I carry a new sense of weight and dread thinking about my friends and colleagues at the front lines around the world. I don’t mind sharing: This has disrupted my usual sense of well-being and my daily habits to maintain my well-being. This has manifested primarily around my sleep quality. At the same time, I feel closer and more connected to friends and family; there is a different level of energy and transparency in our conversations via phone, Zoom, text, or in person.
7. Do you have any ideas, resources, tips, tricks, or advice that you’ve put into practice to optimize your well-being and that might help other health care professionals?
Find outlets to share the anxiety and fear you may be feeling.
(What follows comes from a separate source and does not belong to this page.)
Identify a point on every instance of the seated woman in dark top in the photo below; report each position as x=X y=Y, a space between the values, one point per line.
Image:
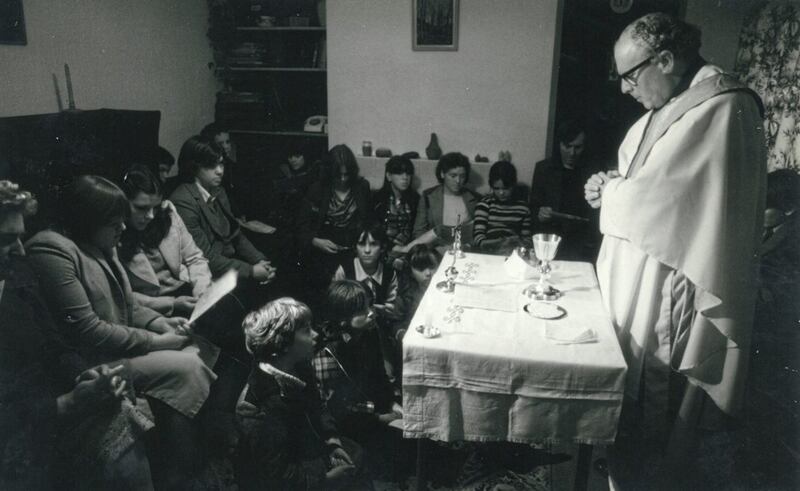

At the same time, support others in doing some sharing of their own.
8. What have you learned most about yourself (and your family, if you choose to share) during this time? How do you believe you have grown/will grow through this? How will the health care system improve after this?
I see the tectonic plates of medicine shifting quickly, and I think many of the changes we are seeing now will become the new way we do things. The trust, energy, and professionalism being shown by health care professionals are simply stunning; it cannot be taken for granted and must be carefully supported and amplified.
9. Any piece of advice, a quote, anything motivational that you’d like to share for our readers?
When I’m feeling daunted or frightened, I remind myself that there is no alternative. This helps me to step into tension and move forward.
10. What makes you most hopeful right now?
The energy, transparency, and creativity being demonstrated across the spectrum of health care by the most wonderful and committed professionals I could ever dream of knowing.